Tuesday, 14 September 2010

Bec 3 at the British Museum

I recently attended the Third British Egyptology Congress at the British Museum, where I presented my first conference paper on this research. I had surprisingly good attendance at my little room, as I was expecting maybe 10 people (collegues/friends) and ended up with a reasonably full room. I take that as an encouraging sign that there are many other Egyptologists out there interested in expanding the horizons of our discipline.

Though I definitely had too much material for the time allowed I think I managed to give a fairly succint overview (three years work in 20 mins is no mean feat!). I would have loved to have had more time to explore some of the groundbreaking work I've encountered in my research (in particular Richard Reidy's Eternal Egypt and Kerry Wisner's 'hwt-hrw' online) but sadly an overview it remained.

I was quizzed at the end by none other than Mark Lehner himself (I hadn't realised he was sitting at the back) who cut straight to the point and asked the very fundamental question of 'give me an actual example of where this research has contributed to Egyptology' (not those exact words, but that was the principle behind it).

So I highlighted the example of taboo, and that when practising ancient ritual certain things become more fundamental to understand. In this case I mentioned the blood taboo asserted by the Kemetic Orthodox Faith, that is the taboo surrounding menstruation and ritual. For HoN this was ported over from African Traditional Religions, and 'filled a gap' in our Egyptological understanding of the subject. Very little research on this topic exists in academic Egyptology. There are a couple of notable examples by Fransden and some interesting notes by Quirke, but by and large it is a topic we do not claim to have a complete comprehension of. However, some fascinating reasearch has been done on this topic by Kemetic reconstructionists, as it is an immediate concern for women looking to participate in regular ritual and not be inhibited by a menstrual cycle. I won't go into details about the research I've encountered here, but it is fair to say I found it very useful, and it introduced me to some sources I would otherwise not have looked at. That alone, for me 'justifies' (not that building bridges should ever need justification) this kind of research.

Now I realise what I'm saying here is that this research highlights our blindnesses, as academics, and encourages us to look at topics from a different perspective. As Jan Assman implies and Jeremy Naydler asserts, we cannot engage in a phenomenological study of Egyptian ritual and remain 'Egyptologists' simply because of the positivist foundational methods of our field. But perhaps we can sidestep such boundaries, albeit briefly, in order to be informed of other perspectives.

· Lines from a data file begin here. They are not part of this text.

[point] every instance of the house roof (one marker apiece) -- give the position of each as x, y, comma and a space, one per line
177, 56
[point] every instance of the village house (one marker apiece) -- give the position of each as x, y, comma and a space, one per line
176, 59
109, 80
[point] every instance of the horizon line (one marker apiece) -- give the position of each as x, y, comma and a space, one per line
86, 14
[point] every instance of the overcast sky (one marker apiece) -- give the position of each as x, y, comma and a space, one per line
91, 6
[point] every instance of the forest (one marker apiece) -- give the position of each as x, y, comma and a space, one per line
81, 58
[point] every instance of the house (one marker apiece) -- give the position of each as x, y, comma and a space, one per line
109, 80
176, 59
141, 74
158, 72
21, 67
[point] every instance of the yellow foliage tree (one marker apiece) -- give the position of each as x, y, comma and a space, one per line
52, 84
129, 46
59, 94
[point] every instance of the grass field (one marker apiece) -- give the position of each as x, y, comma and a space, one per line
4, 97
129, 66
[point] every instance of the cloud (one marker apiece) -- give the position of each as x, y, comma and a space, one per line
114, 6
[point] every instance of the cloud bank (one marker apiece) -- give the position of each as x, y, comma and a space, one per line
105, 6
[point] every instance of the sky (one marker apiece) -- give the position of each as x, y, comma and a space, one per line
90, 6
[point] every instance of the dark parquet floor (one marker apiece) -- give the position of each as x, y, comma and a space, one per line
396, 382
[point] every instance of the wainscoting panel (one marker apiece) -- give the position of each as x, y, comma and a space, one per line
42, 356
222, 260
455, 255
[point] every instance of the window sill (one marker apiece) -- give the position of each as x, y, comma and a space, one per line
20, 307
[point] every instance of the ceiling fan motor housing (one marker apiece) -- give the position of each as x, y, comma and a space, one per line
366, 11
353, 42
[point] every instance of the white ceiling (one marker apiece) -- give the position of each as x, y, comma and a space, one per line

So my point is that discussion on such issues, with 'comitted outsiders' (many of whom are actually 'insiders' studying Egypt academically!) encourages debate and makes us look at primary evidence more closely. I did what I could to convince my peers that there is valid research occuring on 'the other side' and I hope that eventually such research will speak for itself. Mine is not an exhaustive study, nor can it be representative of any group in question beyond my own subjective perspectives. It is but a tentative step, the first plank of a bridge I'd very much like to see built.